Decididas a empreender, em junho do ano passado, Caroline e Sabrina descobriram o projeto Desapegue, criado em 2016 pela capixaba Júlia Bottechia. “Eu conhecia o projeto desde o início e, quando nos unimos, encontramos nele uma forma de começarmos de acordo com nossos desejos”, revela Sabrina.

Recentemente, elas abriram as portas do Desapegue em Trindade, um bairro de Florianópolis onde a efervescência acadêmica dita as regras de consumo. O espaço é um misto de brechó e loja de pequenas marcas locais, focadas na chamada slow fashion — um conceito que prioriza a valorização do produtor local e busca minimizar o impacto ambiental. É uma abordagem que faz todo sentido, especialmente para quem está no ramo de brechós.

Desapego e curadoria de qualidade

O apelo do Desapegue é para aqueles que têm roupas guardadas há muito tempo sem uso. “Chamamos para o desapego. A curadoria na escolha das peças à venda é feita por nós mesmas, sempre buscando produtos de qualidade e dando a eles novas donas, criando novas histórias”, explica Caroline. Essa curadoria é um diferencial que pode ser uma boa estratégia para quem tem brechó. Montar uma seleção de peças que realmente contam uma história pode atrair clientes que buscam mais do que apenas roupas.

A loja também serve como um espaço de compartilhamento. As sete marcas selecionadas para o início do projeto são de mulheres que estão empreendendo e vendem apenas pela internet. Elas são convidadas a visitar a loja semanalmente para conhecer suas consumidoras e seguir regras que eliminam o uso de plástico na produção e embalagens. Essa iniciativa de criar um espaço para pequenas marcas é uma ótima ideia para quem quer diversificar a oferta no brechó e fortalecer a comunidade local.

Eventos e conscientização

Um dos objetivos de Caroline e Sabrina é usar sua experiência em eventos para organizar ações que promovam temas como empoderamento feminino e sustentabilidade. “Queremos trazer mais pequenas marcas e proporcionar o encontro entre produtores e consumidores”, afirma Caroline. Isso mostra que o brechó não precisa ser apenas um espaço de venda, mas também um ponto de encontro para discussões e trocas de ideias.

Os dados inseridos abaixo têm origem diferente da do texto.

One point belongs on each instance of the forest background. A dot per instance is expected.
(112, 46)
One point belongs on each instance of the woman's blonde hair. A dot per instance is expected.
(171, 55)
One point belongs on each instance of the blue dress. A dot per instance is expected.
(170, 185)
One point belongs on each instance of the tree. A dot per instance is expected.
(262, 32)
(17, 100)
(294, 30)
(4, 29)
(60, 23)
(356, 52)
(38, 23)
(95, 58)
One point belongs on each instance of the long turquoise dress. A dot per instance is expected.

Apesar dos desafios comuns a quem decide empreender, elas notaram um público mais maduro do que esperavam. “Acreditamos que esse tipo de projeto pode ser sustentável como negócio”, diz Sabrina. O Desapegue é a primeira unidade fora da cidade onde nasceu, e as sócias estão animadas para ver como o projeto se desenvolverá.

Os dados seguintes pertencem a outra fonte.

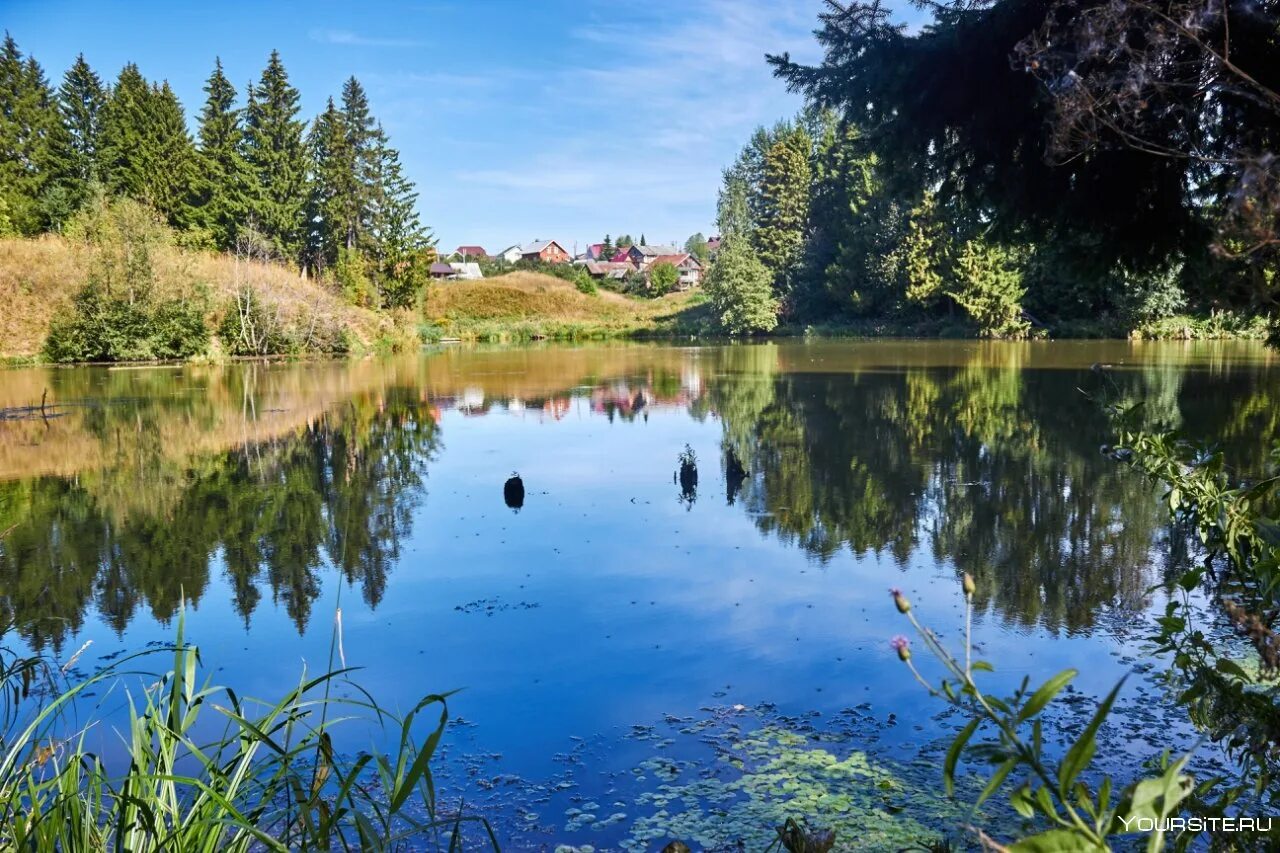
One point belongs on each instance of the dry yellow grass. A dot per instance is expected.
(40, 277)
(530, 301)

Outros projetos inspiradores

Enquanto isso, outros projetos pelo Brasil também estão impulsionando a moda consciente:

  • Gaveta: Criado por Giovanna Nader e Raquel Vitti Lino, esse projeto nasceu em São Paulo e promove a troca de roupas entre participantes. Com o sucesso, já foram trocadas mais de 22 mil peças em eventos.
  • Roupa Livre: Apelidado de “Tinder das roupas”, o aplicativo permite que as pessoas troquem roupas que não usam mais. Além disso, organiza eventos e mapeia iniciativas.
  • Fashion Revolution: Um movimento global que surgiu após uma tragédia na indústria da moda, buscando aumentar a conscientização sobre o verdadeiro custo da moda.
  • Ordem na Casa com Marie Kondo: A série da Netflix, embora não focada exclusivamente na moda, traz lições sobre organização que podem ser aplicadas no dia a dia.

Tendências de consumo

O Euromonitor, um serviço global de consultoria, divulgou recentemente um estudo que identifica tendências de consumo. Entre elas, duas se destacam e se conectam com o movimento slow fashion:

  • Quero um mundo sem plástico: Os consumidores estão usando seu poder de compra para protestar contra o uso irresponsável do plástico.
  • Consumidor consciente: Esse consumidor flexível escolhe produtos com base em sua consciência ambiental e social.
Essas tendências são oportunidades para brechós se posicionarem como espaços de moda consciente e sustentável.
  • Separe suas peças que estão paradas há muito tempo e monte uma seção de "desapego" na sua loja, convidando clientes a contribuírem com suas roupas.
  • Considere convidar pequenas marcas locais para expor em seu brechó, criando um espaço de colaboração e fortalecimento da comunidade.
  • Organize eventos que promovam a sustentabilidade e o empoderamento feminino, usando sua experiência em eventos para atrair mais público e engajamento.